"Across the river lies Warkworth, one of the most exciting small towns in Britain, graced with a medieval bridge and toll house, a castle of great distinction, a Norman church, and the Hermitage, cut out of the solid rocks on the river bank."
The Companion Guide To Northumbria. Edward Grierson. 1976.
The new bridge, just east of the old, was constructed in the mid-1960s as the old bridge had long been a serious bottleneck to traffic owing to the very restricted width (11 feet) and the gatehouse at the south end. The new bridge is of concrete and steel with concrete cutwaters and is wide enough (45 feet) for two lanes of traffic and carries the A1068 road between Amble (via Warkworth) to Alnwick. Girders came from Middlesbrough and the facing stones used on the retaining wall on the north side (seen in the two lower photographs) was partly constructed using stones reclaimed from the demolished Longhoughton railway station (closed 1962) a few miles north.

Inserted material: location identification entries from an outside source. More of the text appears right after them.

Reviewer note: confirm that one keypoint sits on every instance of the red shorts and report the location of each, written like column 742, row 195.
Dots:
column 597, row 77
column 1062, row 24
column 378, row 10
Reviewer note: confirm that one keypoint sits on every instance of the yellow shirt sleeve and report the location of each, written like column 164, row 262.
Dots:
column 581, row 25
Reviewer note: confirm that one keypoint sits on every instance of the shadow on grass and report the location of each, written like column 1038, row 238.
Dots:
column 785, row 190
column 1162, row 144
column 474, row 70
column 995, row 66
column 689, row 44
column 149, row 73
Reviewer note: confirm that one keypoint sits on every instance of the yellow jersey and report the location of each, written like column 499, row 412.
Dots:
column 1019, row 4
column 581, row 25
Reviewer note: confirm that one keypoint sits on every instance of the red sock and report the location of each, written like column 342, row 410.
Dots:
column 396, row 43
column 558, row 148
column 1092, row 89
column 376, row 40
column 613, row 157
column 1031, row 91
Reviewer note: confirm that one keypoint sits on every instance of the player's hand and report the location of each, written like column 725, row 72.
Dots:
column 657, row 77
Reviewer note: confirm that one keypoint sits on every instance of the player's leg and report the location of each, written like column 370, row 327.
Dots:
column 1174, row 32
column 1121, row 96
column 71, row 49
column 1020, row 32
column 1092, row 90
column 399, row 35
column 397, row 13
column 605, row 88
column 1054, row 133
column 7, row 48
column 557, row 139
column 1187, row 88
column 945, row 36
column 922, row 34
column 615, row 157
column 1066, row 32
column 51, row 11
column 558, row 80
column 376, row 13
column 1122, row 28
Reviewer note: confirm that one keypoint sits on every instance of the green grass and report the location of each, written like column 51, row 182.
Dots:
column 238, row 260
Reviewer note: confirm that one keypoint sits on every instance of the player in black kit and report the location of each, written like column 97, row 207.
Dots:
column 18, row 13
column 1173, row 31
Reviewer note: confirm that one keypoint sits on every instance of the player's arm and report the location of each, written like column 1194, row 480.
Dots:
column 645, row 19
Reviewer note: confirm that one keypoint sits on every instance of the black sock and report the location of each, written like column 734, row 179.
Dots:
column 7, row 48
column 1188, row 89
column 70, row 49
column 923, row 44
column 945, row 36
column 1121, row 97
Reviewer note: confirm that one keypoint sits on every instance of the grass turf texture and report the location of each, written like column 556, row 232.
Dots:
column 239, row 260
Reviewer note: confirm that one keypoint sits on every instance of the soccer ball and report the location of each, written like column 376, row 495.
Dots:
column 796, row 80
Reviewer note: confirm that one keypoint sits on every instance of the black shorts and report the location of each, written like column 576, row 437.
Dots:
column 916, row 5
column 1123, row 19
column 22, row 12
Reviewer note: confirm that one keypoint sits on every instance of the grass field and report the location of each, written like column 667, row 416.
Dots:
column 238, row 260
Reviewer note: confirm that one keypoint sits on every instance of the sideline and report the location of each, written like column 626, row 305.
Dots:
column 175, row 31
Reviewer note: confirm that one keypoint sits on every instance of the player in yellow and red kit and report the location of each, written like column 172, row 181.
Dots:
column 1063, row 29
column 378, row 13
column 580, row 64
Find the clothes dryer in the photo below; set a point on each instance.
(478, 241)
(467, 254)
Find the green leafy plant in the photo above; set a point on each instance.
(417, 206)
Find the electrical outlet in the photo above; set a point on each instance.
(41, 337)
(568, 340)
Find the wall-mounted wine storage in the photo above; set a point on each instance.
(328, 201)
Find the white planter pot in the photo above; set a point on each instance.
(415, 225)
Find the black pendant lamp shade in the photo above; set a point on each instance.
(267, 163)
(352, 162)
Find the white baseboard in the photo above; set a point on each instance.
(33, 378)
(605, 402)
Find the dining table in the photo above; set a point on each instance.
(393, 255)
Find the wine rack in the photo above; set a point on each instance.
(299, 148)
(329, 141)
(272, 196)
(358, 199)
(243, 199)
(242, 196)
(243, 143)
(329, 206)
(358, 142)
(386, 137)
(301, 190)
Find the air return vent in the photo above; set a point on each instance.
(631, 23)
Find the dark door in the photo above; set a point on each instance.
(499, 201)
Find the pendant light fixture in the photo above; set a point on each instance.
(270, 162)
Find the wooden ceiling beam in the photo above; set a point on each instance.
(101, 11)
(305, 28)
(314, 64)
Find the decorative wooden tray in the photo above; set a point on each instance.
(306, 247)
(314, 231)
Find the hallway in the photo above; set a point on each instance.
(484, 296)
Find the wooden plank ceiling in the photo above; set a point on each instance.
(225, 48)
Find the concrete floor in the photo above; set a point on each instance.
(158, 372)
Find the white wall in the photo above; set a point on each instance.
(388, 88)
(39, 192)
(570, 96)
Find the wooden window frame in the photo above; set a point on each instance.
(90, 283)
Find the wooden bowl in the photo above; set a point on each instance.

Good views of the old bridge and the river are obtained from this bridge, and the castle can be seen standing at the top of the hill. On the south side a road called The Butts leads past the Schoolhouse of 1736 and thence along the riverbank and uphill to the castle.
Three quarters of a mile downstream is a dam or weir, built to prevent fishing on the tidal stretch of the river.